Recently 36,37 we extended the perturbed matrix method (PMM), introduced previously 38,39, to model quantum-mechanically vibrational excitations of molecules in complex systems (i.e., including the effects of the atomic-molecular environment on IR spectra). In those articles we applied our method to CO in solution (water and chloroform), showing its efficiency and reliability. In this article we apply the same methodology to determine the CO IR spectrum in the Mb distal pocket, as obtained by PMM and MD simulations using the three-site “quadrupolar” CO model 40 employed in previous articles.
Methods
Initial coordinates for the simulation of Mb with photodissociated CO were taken from the 1.15Å resolution crystal structure of CO-bound sperm whale Mb (PDB entry 1BZR) 41, in which we cut the CO-Fe bond. Thus, from the beginning of the simulation the system was modeled as an unliganded state of Mb with CO. According to recently published articles 33,42, His(E7)64 was modeled as the neutral tautomer, with hydrogen at the ɛ position. The protein was solvated in a box with explicit SPC water molecules 43, large enough to contain the protein and 0.8nm of solvent on all sides. The total number of atoms for the system was ∼21,000.

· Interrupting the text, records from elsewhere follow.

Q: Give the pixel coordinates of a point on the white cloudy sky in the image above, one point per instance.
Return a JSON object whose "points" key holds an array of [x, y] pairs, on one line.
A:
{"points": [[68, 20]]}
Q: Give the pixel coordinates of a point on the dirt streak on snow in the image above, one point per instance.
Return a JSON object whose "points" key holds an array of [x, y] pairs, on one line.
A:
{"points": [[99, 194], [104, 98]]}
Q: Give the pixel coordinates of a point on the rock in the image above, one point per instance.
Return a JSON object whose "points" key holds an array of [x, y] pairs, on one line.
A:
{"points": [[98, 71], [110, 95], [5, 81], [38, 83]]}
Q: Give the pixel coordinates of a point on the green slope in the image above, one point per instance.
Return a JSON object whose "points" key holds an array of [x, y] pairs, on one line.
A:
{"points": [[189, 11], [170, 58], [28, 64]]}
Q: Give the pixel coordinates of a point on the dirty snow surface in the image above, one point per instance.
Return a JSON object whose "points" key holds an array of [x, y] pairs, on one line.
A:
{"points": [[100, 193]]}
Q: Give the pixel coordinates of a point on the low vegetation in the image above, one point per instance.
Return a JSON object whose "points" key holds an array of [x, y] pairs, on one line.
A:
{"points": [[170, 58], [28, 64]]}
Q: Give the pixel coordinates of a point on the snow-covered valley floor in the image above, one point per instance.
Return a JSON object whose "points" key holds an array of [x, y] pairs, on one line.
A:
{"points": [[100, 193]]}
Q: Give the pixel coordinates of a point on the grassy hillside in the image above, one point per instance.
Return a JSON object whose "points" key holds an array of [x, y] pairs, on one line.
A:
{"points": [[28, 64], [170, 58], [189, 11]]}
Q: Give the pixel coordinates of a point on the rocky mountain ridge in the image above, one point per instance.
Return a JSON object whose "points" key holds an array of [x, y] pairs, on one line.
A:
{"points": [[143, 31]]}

MD simulations were performed with the Gromacs software package 44 using the GROMOS96 force field 45. The CO molecule was modeled with the three-site “quadrupolar” CO model 40. Simulations were carried out at constant temperature (300K) using the isothermal temperature coupling 46 within a fixed-volume rectangular box and using periodic boundary conditions. The Lincs algorithm 47, to constrain bond lengths, and the rototranslational constraint algorithm 48, to stop protein rototranslational motions, were used. The initial velocities were taken randomly from a Maxwellian distribution at 300K, and a time step of 2 fs was used in all simulations.
The particle mesh Ewald (PME) method 49 was used for the calculation of the long-range interactions with a grid spacing of 0.12nm combined with a fourth-order B-spline interpolation to compute the potential and forces between grid points. A nonbond pair list cutoff of 9.0Å was used for short-range interactions, and the pair list was updated every five time steps.
After thermalization and equilibration, we perform an initial 1-ns simulation to obtain a relaxed structure of the system with the ligand in the principal docking site of the distal pocket. Starting from this structure, we have performed five MD simulations using different initial velocities, given by 300K Maxwellian distributions, each stopped at the first carbon monoxide escape from the distal pocket for a total of 21ns of MD simulation of the photodissociated CO in the distal pocket.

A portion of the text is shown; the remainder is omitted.